Население нашего района было очень религиозно и во многих деревнях само восстановило церкви. Во всем районе при занятии его немцами не было ни одного не разрушенного большевиками храма. Священников было на весь район только два. Один из них, скрывавшийся во время советской власти восьмидесятилетний старик, теперь безостановочно ездил по деревням, где отпевал, крестил и женил людей, причем совершал все эти требы (в большем числе случаев) над десяти-, пятнадцатилетними детьми, давно жившими вместе супругами и Бог знает сколько лет пролежавшими в земле покойниками (впрочем, последних было достаточно и только что умерших: зима в этом году была лютая). Многие считали этого старичка святым. Другой священник жил подолгу на одном месте и был прохвост: брал с населения больше за выполнение треб, а не могущим платить отказывал. Оба священника получали военный паек.
Поведение второго вызывало ропот населения и очень не нравилось мне. Поэтому, не будучи духовным лицом, я все же вызвал его к себе, указав на неподобающую его сану жадность, дал понять, какие печальные последствия могут иметь место, если он не поймет, что ему нужно делать, и если наше заключение будет окончательно принято. Внушение мое, очевидно, имело действие, ибо поп быстро исправился и стал требовать значительно меньшую мзду за услуги, оказываемые населению.
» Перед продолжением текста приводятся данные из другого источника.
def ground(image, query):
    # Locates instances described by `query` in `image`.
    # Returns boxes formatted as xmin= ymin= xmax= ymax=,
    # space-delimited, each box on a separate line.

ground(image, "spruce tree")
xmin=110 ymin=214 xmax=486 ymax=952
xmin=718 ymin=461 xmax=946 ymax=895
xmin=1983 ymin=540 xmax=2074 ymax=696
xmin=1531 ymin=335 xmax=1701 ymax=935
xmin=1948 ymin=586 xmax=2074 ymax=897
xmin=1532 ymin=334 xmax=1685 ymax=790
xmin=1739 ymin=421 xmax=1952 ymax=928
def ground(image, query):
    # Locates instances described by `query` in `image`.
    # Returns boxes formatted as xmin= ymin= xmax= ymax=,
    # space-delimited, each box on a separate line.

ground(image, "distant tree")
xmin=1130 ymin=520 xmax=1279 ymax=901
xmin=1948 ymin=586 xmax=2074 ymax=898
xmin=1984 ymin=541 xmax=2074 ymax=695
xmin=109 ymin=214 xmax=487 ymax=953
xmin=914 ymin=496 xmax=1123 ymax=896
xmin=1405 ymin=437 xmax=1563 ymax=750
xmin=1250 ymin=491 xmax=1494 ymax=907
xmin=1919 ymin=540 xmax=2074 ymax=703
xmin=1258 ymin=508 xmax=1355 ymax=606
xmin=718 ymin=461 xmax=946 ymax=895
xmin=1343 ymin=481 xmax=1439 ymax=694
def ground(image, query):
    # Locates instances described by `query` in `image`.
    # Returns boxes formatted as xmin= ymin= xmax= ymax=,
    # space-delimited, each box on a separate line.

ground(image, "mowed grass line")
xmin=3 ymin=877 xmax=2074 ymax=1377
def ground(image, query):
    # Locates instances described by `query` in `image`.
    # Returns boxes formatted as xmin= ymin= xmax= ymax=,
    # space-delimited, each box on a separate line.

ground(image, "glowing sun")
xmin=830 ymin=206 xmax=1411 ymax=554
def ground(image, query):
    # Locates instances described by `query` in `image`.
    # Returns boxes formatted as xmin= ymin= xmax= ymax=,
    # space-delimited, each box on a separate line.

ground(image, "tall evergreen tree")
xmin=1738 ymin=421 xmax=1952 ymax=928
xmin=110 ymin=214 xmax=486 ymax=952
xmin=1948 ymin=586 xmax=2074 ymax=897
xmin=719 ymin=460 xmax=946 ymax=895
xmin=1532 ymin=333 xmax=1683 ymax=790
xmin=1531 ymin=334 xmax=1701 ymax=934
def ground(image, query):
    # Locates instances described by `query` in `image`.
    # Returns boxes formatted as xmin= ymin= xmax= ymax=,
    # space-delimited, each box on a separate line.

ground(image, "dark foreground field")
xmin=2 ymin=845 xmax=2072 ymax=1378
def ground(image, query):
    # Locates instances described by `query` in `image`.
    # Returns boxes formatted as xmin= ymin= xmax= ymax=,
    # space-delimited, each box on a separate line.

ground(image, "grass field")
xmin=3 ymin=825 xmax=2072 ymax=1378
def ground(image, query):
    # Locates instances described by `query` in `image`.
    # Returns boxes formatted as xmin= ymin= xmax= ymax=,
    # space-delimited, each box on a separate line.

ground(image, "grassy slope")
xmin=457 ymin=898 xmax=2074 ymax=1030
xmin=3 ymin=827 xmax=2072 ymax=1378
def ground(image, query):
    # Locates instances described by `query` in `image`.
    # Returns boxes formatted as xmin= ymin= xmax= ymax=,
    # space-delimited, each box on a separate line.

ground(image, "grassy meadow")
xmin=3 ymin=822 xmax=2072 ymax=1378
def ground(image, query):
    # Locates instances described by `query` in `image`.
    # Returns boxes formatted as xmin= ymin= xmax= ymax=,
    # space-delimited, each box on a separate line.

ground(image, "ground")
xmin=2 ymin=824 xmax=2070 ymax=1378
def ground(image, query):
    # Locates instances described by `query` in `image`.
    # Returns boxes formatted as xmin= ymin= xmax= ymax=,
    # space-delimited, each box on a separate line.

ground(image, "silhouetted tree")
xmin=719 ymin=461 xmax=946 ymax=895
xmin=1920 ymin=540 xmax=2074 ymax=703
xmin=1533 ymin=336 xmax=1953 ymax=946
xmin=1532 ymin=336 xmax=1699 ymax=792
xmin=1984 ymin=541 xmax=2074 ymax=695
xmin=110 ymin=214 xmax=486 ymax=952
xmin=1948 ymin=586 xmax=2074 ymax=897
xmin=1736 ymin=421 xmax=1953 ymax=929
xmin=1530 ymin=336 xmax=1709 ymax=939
Я был рад этому, так как было бы неприятно отправлять духовное лицо на каторжные работы. Убедившись, что двух священников для нашего района недостаточно, я просил майора разрешить мне в частном порядке пригласить таковых из Нарвы, где их было больше тридцати человек. Майор согласился, но не очень охотно: он не любил духовенства вообще. При очередной поездке в Нарву я посетил несколько духовных лиц, предложив им переехать для работы в наш район, но должен сознаться, что все они – и священники, и дьяконы – проявили интерес только к материальной стороне моего предложения, и все, поломавшись более или менее продолжительное время, в конце концов ехать к нам отказались, выставив разные мотивы. Это так возмутило меня, что я даже пожалел, что действовал в частном порядке, что избавило их от обычных в таких случаях печальных последствий.
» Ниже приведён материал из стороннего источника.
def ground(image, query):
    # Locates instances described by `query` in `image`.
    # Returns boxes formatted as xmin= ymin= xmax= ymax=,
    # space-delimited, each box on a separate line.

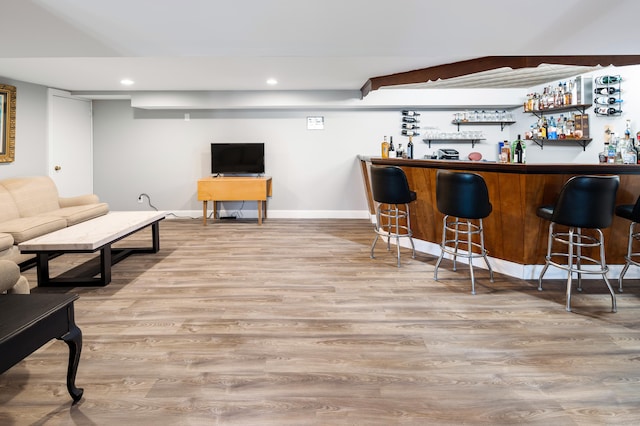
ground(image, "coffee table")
xmin=19 ymin=211 xmax=165 ymax=287
xmin=0 ymin=294 xmax=83 ymax=402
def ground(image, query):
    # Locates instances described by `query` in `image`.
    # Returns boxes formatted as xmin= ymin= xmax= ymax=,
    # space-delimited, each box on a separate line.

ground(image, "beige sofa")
xmin=0 ymin=176 xmax=109 ymax=265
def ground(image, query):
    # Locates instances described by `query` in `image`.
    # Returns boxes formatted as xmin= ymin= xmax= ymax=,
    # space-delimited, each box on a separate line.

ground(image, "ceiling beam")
xmin=360 ymin=55 xmax=640 ymax=98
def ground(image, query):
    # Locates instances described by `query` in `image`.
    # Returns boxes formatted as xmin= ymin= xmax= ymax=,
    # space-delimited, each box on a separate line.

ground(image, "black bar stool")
xmin=433 ymin=170 xmax=493 ymax=294
xmin=537 ymin=175 xmax=619 ymax=312
xmin=615 ymin=195 xmax=640 ymax=292
xmin=370 ymin=166 xmax=416 ymax=267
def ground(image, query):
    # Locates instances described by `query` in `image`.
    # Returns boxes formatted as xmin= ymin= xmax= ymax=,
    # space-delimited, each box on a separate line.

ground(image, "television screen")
xmin=211 ymin=143 xmax=265 ymax=175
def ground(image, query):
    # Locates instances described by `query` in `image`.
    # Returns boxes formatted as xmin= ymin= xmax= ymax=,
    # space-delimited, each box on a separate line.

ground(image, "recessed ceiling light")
xmin=120 ymin=79 xmax=134 ymax=86
xmin=266 ymin=78 xmax=278 ymax=85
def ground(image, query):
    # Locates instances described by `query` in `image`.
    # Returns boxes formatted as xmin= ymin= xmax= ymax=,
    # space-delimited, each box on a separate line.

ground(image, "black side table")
xmin=0 ymin=294 xmax=83 ymax=402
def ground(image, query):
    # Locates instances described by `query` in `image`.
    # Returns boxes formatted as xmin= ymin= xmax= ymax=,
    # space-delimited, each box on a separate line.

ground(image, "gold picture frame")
xmin=0 ymin=84 xmax=16 ymax=163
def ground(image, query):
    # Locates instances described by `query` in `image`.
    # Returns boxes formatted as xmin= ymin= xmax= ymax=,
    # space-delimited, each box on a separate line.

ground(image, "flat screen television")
xmin=211 ymin=143 xmax=265 ymax=175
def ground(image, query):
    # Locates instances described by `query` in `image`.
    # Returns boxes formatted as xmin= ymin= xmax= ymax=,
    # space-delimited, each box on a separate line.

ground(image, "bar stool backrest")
xmin=551 ymin=175 xmax=620 ymax=229
xmin=370 ymin=166 xmax=414 ymax=204
xmin=436 ymin=170 xmax=492 ymax=219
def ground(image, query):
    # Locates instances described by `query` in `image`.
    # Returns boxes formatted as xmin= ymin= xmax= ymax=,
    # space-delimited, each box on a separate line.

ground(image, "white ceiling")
xmin=0 ymin=0 xmax=638 ymax=93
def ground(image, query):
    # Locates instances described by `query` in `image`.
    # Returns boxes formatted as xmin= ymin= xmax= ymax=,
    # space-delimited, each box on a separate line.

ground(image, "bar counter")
xmin=361 ymin=157 xmax=640 ymax=279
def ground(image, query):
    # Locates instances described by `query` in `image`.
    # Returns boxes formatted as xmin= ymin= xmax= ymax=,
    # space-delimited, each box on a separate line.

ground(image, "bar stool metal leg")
xmin=619 ymin=221 xmax=640 ymax=292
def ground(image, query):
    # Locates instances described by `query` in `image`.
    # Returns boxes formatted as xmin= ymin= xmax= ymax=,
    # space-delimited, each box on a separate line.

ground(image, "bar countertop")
xmin=370 ymin=157 xmax=640 ymax=175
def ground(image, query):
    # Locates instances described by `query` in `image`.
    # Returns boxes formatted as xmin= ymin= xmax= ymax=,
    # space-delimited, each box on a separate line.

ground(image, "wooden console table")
xmin=0 ymin=294 xmax=83 ymax=403
xmin=198 ymin=176 xmax=272 ymax=225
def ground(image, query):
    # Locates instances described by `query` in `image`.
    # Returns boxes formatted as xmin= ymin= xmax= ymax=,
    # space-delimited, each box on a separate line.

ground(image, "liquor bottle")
xmin=625 ymin=119 xmax=632 ymax=140
xmin=595 ymin=75 xmax=622 ymax=85
xmin=396 ymin=144 xmax=403 ymax=158
xmin=407 ymin=136 xmax=414 ymax=159
xmin=388 ymin=136 xmax=395 ymax=158
xmin=548 ymin=116 xmax=558 ymax=140
xmin=594 ymin=87 xmax=620 ymax=95
xmin=501 ymin=140 xmax=511 ymax=164
xmin=381 ymin=136 xmax=389 ymax=158
xmin=594 ymin=106 xmax=621 ymax=115
xmin=514 ymin=135 xmax=524 ymax=164
xmin=623 ymin=138 xmax=638 ymax=164
xmin=594 ymin=96 xmax=623 ymax=105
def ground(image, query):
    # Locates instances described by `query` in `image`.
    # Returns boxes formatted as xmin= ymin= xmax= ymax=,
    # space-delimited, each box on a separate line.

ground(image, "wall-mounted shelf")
xmin=530 ymin=138 xmax=593 ymax=151
xmin=423 ymin=138 xmax=485 ymax=148
xmin=452 ymin=120 xmax=515 ymax=131
xmin=524 ymin=103 xmax=592 ymax=118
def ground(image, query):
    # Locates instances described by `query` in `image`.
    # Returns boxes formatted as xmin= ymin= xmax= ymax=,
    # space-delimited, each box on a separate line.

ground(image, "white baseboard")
xmin=160 ymin=209 xmax=371 ymax=220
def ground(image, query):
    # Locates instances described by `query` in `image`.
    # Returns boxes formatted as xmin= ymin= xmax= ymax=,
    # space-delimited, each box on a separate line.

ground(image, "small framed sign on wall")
xmin=307 ymin=116 xmax=324 ymax=130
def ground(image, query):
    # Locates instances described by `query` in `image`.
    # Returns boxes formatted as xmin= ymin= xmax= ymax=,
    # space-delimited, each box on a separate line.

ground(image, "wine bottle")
xmin=389 ymin=136 xmax=395 ymax=157
xmin=401 ymin=130 xmax=420 ymax=136
xmin=594 ymin=106 xmax=621 ymax=115
xmin=402 ymin=116 xmax=420 ymax=123
xmin=594 ymin=96 xmax=623 ymax=105
xmin=381 ymin=136 xmax=389 ymax=158
xmin=402 ymin=110 xmax=420 ymax=117
xmin=407 ymin=136 xmax=414 ymax=159
xmin=594 ymin=87 xmax=620 ymax=95
xmin=514 ymin=135 xmax=524 ymax=164
xmin=402 ymin=123 xmax=419 ymax=130
xmin=595 ymin=75 xmax=622 ymax=85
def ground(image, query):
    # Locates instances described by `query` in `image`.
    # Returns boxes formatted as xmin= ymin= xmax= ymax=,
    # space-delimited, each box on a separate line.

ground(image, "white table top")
xmin=19 ymin=211 xmax=166 ymax=252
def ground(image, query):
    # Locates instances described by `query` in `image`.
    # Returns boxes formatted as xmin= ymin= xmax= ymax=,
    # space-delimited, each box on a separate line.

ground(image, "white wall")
xmin=92 ymin=103 xmax=400 ymax=217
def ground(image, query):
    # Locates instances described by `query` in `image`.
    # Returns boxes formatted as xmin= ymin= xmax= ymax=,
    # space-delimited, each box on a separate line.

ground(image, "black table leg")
xmin=60 ymin=313 xmax=83 ymax=402
xmin=36 ymin=252 xmax=51 ymax=285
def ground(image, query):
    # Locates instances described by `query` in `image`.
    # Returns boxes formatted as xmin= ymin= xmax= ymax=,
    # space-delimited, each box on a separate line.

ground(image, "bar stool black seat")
xmin=615 ymin=195 xmax=640 ymax=292
xmin=537 ymin=175 xmax=619 ymax=312
xmin=433 ymin=170 xmax=494 ymax=294
xmin=370 ymin=165 xmax=416 ymax=267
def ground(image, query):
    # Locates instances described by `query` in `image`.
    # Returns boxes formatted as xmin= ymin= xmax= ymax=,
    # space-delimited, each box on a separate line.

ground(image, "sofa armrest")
xmin=0 ymin=259 xmax=23 ymax=293
xmin=59 ymin=194 xmax=100 ymax=207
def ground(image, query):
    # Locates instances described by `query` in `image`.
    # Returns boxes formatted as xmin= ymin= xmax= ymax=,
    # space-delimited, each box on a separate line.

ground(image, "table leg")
xmin=213 ymin=200 xmax=218 ymax=221
xmin=151 ymin=221 xmax=160 ymax=252
xmin=202 ymin=201 xmax=208 ymax=225
xmin=60 ymin=307 xmax=84 ymax=403
xmin=36 ymin=252 xmax=51 ymax=285
xmin=100 ymin=244 xmax=112 ymax=286
xmin=258 ymin=200 xmax=263 ymax=225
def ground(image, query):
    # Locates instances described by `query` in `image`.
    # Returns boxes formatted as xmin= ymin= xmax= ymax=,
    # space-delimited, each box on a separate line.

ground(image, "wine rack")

Положение пленных тем временем становилось все хуже – многие среди них умирали. Тем более поразил меня в декабре вид колонны пленных, шедших по дороге даже без конвоя. Они были одеты в советские солдатские ватники и штаны, на головах имели меховые треухи и на многих были прекрасные валенки, обшитые кожей. Шли они в порядке, и командовали ими такие же пленные. На мои недоуменные вопросы пленные [ответили], что составляют часть колонны пленных в две тысячи человек, занятых у начальника транспорта армии.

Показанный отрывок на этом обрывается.